Justices wary of challenge to travel ban
Supreme Court seems to support president
WASHINGTON: The Supreme Court’s fivemember conservative majority appeared prepared on Wednesday to sustain US President Donald Trump’s authority to impose a travel ban restricting entry into the United States from several predominantly Muslim countries.
Those justices seemed ready to defer to Mr Trump’s presidential national-security judgements and to discount his campaign promises to impose a “Muslim ban”.
Immigrant rights groups had hoped that Chief Justice John Roberts or Justice Anthony Kennedy would join the court’s four-member liberal wing to oppose the ban. But their questioning was almost uniformly hostile to the challengers.
Just a week after he took office, Mr Trump issued his first travel ban, causing chaos at the nation’s airports and starting a cascade of lawsuits and appeals. Fifteen months later, after two revisions of the ban and a sustained losing streak in the lower courts, the Supreme Court took up the case in its last scheduled argument of the term.
Although the court had considered aspects of an earlier version of the travel ban, this was the first time the justices heard arguments on any of the challenges. A decision is expected by late June.
The case, Trump v Hawaii, No. 17-965, concerns Mr Trump’s third and most considered bid to make good on his campaign promise to secure the nation’s borders. Challengers to the latest ban, issued as a presidential proclamation in September, said Mr Trump’s campaign speeches and tweets about Muslims were a clear indication that the ban was aimed at a particular religious group and not justified by security concerns.
The administration said the third order was the product of careful study by several agencies into the security and information-sharing practices of nations around the world. The president’s lawyers urged the courts to ignore Mr Trump’s statements and Twitter posts, and to focus solely on the text of the proclamation and the process that produced it.
Several justices asked Solicitor General Noel J Francisco about the government’s national security justifications for the travel ban, pressing him to explain why the restrictions should not be seen as tainted by religious animus.
Justice Elena Kagan offered a hypothetical situation in which a future president who is “a vehement anti-Semite and says all kinds of denigrating comments about Jews” comes into office and bans entry to the United States from Israel.
“The question is, what are reasonable observers to think given this context?” Ms Kagan asked, adding that she was asking about an “out-of-the-box kind of president”.
Mr Francisco acknowledged that “this is a very tough hypothetical”. But he said such a proclamation could be lawful.
“If his cabinet were to actually come to him and say, ‘Mr President, there is honestly a national security risk here and you have to act’, I think then that the president would be allowed to follow that advice even if in his private heart of hearts he also harbored animus,” Mr Francisco said.
He rejected the suggestion that the proclamation was meant to ban Muslims from entering the United States.

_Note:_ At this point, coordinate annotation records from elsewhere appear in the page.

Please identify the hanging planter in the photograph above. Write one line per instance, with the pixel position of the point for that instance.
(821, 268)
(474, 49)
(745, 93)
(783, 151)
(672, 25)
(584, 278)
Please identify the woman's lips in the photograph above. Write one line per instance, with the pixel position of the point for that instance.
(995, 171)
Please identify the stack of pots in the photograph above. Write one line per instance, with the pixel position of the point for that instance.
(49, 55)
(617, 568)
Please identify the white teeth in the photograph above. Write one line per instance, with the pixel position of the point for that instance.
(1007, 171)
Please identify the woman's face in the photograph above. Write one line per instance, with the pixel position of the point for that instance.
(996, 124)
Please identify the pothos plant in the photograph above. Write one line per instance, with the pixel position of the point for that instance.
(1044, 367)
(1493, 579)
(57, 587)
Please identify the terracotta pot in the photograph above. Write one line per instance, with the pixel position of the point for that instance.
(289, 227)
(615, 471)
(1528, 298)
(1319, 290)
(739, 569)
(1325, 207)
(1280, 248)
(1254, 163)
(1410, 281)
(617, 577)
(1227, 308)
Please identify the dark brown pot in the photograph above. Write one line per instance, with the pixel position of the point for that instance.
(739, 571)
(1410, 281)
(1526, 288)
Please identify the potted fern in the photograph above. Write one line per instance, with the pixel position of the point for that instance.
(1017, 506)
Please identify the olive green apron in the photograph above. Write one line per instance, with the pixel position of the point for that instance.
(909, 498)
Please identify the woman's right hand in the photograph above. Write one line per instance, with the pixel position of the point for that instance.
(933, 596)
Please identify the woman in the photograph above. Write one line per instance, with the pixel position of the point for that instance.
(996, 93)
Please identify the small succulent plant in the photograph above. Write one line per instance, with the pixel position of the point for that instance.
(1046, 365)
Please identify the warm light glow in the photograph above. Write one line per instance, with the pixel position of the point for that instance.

“This is not a so-called Muslim ban,” he said. “If it were, it would be the most ineffective Muslim ban that one could possibly imagine.” It excluded, he said, “the vast majority of the Muslim world.”
Justice Samuel Alito added his own statistics.
“I think there are 50 predominantly Muslim countries in the world,” he said. “Five predominantly Muslim countries are on this list. The population of the predominantly Muslim countries on this list make up about 8% of the world’s Muslim population. If you looked at the 10 countries with the most Muslims, exactly one, Iran, would be on that list of the top 10.”
Neal K Katyal, a lawyer for the challengers, rejected that analysis. “If I’m an employer and I have 10 African-Americans working for me and I only fire two of them” but retain the other eight, he said, “I don’t think anyone can say that’s not discrimination.”
Mr Kennedy pressed Mr Katyal about whether judges should second-guess a president’s national security judgements. “That’s for the courts to do, not the president?” he asked, sceptically.
Mr Katyal responded that presidents ordinarily deserve substantial deference. But he said the travel ban was so extreme that the Supreme Court should step in.
Mr Kennedy noted the latest travel ban was more detailed than proclamations by previous presidents.